What you need to know with Pivoting to the Private Sector for Procurement Opportunities through Supplier Diversity
The supplier diversity procurement opportunities in the private sector are far greater than in the government sector:
- The target market is the Fortune 5,000 corporations, far more than government agencies and without the bureaucracy and red tape
- In 2020, the Billion Dollar Roundtable (a non-profit group founded in 2001 by the largest corporations committed to diversity spend) documented that composite supply-chain diversity spend of its 28 (now 32) member companies reached $115 billion
- The private sector supplier diversity spend is estimated to be in the trillions of dollars annually with an average annual corporate spend of 10-35% (versus government of 3-5%)
- There is far more demand than supply– less than 2% of all DBEs (women, minority, veteran, LGBTQ+, & disabled owned businesses) and less than .2% of SD/VOBSs are private sector certified to work with corporations’ supplier diversity departments
- Corporations are seeking to significantly increase their spend (2-3x) on new SD/VOB-DBEs yet 75% report that it is difficult or very difficult to find new qualified diverse suppliers.
- A recent study conducted by The Hackett Group found that almost 30% of companies are setting formal diversity spend goals and setting up supplier diversity programs for the first time.
- Over the next four years, the top-quartile supplier diversity organizations plan to increase their spending with diverse businesses by 54%
- The Hackett Group study showed that long-term supplier diversity programs generated 133% more ROI than businesses that continue to use only the same suppliers they have always used.
- This same study showed a $3.6 million increase to an organization’s bottom line for every $1 million spent on procurement and operating costs.

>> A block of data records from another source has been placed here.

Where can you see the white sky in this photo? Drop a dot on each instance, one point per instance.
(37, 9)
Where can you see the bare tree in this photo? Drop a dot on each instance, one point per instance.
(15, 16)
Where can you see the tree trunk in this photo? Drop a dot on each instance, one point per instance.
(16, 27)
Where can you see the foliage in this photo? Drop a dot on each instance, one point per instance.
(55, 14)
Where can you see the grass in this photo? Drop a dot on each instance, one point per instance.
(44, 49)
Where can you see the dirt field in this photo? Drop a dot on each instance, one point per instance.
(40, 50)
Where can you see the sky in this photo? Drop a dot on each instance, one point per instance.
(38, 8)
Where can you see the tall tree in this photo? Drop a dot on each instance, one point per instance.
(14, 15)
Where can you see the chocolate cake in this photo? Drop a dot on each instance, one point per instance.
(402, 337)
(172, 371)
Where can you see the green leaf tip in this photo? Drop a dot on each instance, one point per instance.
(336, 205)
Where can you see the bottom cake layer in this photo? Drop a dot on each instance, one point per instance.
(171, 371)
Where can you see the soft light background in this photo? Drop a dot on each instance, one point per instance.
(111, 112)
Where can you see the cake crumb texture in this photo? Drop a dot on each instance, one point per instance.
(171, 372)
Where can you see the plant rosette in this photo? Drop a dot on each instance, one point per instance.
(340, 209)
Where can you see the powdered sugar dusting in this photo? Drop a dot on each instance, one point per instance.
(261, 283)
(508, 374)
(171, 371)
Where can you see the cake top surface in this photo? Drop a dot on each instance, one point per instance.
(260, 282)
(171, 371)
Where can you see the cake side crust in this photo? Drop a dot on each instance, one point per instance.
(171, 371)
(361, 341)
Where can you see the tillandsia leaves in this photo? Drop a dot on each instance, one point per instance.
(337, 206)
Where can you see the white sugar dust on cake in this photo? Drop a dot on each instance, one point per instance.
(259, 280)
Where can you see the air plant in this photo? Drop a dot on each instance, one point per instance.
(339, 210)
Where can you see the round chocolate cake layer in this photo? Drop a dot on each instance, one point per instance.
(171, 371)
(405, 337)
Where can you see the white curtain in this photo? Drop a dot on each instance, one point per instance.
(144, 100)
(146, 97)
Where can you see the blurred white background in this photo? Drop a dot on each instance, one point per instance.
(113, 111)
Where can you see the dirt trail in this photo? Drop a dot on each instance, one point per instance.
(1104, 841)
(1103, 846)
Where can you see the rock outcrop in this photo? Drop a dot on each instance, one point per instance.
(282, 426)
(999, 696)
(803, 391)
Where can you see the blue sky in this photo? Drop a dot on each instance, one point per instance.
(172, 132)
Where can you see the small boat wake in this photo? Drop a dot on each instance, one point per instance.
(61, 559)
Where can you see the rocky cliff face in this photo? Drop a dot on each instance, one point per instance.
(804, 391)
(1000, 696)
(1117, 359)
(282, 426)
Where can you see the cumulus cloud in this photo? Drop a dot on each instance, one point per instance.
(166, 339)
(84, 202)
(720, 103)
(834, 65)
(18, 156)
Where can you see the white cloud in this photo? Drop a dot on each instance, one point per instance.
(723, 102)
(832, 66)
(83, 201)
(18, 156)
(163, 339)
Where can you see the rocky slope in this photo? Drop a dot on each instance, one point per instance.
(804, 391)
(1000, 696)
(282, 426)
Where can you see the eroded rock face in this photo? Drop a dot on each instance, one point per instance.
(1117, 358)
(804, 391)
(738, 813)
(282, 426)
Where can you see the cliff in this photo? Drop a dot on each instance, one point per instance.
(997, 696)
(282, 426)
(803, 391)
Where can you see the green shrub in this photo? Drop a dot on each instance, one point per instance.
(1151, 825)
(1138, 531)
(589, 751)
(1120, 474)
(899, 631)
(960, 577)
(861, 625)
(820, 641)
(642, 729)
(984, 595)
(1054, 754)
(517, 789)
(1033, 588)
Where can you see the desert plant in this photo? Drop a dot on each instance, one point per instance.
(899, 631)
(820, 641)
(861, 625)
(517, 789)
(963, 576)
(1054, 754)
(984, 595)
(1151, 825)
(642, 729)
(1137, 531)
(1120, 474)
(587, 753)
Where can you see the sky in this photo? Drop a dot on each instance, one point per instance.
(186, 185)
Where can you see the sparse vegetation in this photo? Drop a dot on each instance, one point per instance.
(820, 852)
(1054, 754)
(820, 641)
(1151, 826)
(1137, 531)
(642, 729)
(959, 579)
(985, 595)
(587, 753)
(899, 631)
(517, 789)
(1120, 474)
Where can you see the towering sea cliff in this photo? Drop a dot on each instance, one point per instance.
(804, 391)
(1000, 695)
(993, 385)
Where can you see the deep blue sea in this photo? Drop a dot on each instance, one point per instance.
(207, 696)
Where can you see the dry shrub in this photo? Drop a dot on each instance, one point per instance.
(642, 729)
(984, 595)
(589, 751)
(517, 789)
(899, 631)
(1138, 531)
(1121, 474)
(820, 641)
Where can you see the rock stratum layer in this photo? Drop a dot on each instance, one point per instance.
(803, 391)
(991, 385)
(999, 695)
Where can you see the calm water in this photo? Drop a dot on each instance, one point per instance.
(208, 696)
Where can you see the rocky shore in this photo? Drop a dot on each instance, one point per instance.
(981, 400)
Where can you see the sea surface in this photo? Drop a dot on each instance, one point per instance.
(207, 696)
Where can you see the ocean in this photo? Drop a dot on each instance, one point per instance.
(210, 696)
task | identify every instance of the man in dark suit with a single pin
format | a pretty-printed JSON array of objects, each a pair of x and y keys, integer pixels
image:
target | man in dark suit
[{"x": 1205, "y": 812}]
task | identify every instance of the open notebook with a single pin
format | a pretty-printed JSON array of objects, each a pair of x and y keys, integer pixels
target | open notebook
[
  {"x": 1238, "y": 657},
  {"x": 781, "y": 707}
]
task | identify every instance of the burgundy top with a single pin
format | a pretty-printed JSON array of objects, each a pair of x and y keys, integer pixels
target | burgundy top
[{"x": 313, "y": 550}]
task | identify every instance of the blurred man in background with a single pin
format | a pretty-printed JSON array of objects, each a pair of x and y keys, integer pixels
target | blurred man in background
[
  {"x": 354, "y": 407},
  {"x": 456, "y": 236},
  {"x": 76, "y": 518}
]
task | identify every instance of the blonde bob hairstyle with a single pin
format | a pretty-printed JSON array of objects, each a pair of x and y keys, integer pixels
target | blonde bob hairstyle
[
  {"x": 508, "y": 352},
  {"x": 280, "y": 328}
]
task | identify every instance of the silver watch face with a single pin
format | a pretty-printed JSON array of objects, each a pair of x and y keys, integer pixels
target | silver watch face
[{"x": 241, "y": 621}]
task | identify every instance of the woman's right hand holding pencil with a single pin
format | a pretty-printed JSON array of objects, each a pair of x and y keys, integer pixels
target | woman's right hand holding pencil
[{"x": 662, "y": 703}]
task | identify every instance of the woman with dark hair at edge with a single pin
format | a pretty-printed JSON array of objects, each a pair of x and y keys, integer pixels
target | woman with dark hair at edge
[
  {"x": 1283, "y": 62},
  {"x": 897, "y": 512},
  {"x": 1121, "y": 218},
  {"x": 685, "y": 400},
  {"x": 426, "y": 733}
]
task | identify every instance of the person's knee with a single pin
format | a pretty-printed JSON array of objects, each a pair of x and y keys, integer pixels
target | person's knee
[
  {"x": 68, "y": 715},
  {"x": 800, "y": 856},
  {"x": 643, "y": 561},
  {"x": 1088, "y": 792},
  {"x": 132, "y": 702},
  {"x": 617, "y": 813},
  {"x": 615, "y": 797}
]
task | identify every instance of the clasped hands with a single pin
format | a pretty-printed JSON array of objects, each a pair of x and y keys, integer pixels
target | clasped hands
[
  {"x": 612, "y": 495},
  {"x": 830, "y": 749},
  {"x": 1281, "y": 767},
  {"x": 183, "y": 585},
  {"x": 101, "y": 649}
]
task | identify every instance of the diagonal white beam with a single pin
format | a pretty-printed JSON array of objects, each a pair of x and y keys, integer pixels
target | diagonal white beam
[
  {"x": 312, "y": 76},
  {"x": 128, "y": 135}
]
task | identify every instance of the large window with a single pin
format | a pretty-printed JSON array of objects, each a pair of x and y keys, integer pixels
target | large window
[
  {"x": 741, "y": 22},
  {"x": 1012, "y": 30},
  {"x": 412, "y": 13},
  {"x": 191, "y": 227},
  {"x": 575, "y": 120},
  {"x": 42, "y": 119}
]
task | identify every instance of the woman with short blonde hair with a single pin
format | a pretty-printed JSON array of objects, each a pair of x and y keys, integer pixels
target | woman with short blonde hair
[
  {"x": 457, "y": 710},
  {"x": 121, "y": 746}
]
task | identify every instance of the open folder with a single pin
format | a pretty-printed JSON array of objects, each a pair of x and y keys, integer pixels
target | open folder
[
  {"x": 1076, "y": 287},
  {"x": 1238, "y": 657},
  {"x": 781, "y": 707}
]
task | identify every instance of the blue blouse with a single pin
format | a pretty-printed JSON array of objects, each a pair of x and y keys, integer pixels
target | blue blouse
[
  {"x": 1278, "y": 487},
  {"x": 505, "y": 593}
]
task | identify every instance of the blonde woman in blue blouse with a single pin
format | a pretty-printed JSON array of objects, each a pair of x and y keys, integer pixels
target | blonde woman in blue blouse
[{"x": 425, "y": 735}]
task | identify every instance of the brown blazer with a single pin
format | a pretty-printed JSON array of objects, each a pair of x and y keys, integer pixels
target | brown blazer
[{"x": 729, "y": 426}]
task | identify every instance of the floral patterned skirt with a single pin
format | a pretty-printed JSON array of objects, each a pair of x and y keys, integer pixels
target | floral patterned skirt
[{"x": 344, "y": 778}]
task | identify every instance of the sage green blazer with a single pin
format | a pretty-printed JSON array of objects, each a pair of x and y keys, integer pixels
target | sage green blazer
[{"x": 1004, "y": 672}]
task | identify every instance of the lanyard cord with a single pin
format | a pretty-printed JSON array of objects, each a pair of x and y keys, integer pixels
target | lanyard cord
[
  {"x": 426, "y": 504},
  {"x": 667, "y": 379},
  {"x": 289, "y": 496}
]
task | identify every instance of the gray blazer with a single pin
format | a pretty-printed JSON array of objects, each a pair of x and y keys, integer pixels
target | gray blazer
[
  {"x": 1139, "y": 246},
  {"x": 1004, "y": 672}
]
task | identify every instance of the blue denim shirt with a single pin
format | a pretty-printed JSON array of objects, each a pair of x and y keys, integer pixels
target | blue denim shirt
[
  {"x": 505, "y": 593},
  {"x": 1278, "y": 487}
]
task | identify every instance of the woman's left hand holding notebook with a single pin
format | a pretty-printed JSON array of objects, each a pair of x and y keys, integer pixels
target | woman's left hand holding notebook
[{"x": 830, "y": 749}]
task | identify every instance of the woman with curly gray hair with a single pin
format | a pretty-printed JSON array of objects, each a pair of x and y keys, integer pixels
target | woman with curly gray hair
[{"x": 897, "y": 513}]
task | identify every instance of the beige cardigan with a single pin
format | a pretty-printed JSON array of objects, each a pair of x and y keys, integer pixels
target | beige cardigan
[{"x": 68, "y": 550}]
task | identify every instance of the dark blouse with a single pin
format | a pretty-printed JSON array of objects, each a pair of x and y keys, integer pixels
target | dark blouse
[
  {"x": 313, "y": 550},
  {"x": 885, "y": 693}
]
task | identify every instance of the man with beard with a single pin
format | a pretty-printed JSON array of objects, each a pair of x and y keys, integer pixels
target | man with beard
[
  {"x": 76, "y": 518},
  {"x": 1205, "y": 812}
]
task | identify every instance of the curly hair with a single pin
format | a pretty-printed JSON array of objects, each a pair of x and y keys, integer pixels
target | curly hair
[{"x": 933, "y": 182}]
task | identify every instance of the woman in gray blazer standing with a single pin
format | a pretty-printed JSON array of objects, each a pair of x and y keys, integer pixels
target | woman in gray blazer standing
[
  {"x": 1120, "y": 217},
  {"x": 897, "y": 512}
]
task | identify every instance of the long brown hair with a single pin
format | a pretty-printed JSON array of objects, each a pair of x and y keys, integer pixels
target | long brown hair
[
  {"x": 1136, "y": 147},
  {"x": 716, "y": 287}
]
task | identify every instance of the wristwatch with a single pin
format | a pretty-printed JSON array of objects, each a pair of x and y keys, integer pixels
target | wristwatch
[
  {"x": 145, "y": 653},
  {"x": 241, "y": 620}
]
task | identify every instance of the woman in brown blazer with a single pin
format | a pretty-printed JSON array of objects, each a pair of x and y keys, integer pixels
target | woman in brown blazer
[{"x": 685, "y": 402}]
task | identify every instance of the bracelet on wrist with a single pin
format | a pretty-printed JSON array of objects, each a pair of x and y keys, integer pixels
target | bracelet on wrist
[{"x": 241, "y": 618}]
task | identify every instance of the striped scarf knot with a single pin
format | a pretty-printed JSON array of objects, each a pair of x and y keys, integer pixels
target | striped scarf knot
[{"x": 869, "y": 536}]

New diverse suppliers entering the private sector space need to understand the following realities of Pivoting to the Private Sector:
- Unlike the government, there is no published posting of procurement opportunities (RFXs) in the private sector space. As such, suppliers interested in working in this space need to proactively pursue opportunities consistently and professionally
- There is no such thing as set asides or sole source opportunities like the government
- There are no quick wins and business must be pursued assertively and consistently
- If you are new to the private sector, you are unknown, unproven, and untested and thus a risk to corporations in providing you with procurement opportunities
- If you are new to business (less than 5 years), there are many things you don’t know about being a successful business. Even long-standing businesses have blind spots and have room to improve to be more competitive.
- You need to be ready, willing, and able to deliver your product and services and have the scope and scale required by the private sector.
- You need to be solid, profitable, sustainable, and scalable
- Research your target market to understand their needs and challenges
- Solve a problem, Add Value, and provide Innovative Solutions
- Be a subject matter expert, be flexible and responsive
- You are entering a mature space where minority, women, disabled & LGBTQ+ suppliers have been working in for 20-50 years.
- Corporations all have long standing relationships with incumbent diverse suppliers that you must unseat to win opportunities
- Without the right assistance and support, it could take you 2-4 years before being given any procurement opportunities
- To compete and win you need to do the following
- Find and develop relationships with the right people at the right corporations that buy what you sell
- Say and do all the right things
- Be professionally persistent and consistent to show that you want to do business with them more than they need to do business with you.
- Plan that at a minimum, it will take twice as long and cost twice as much to enter a new market in a new way.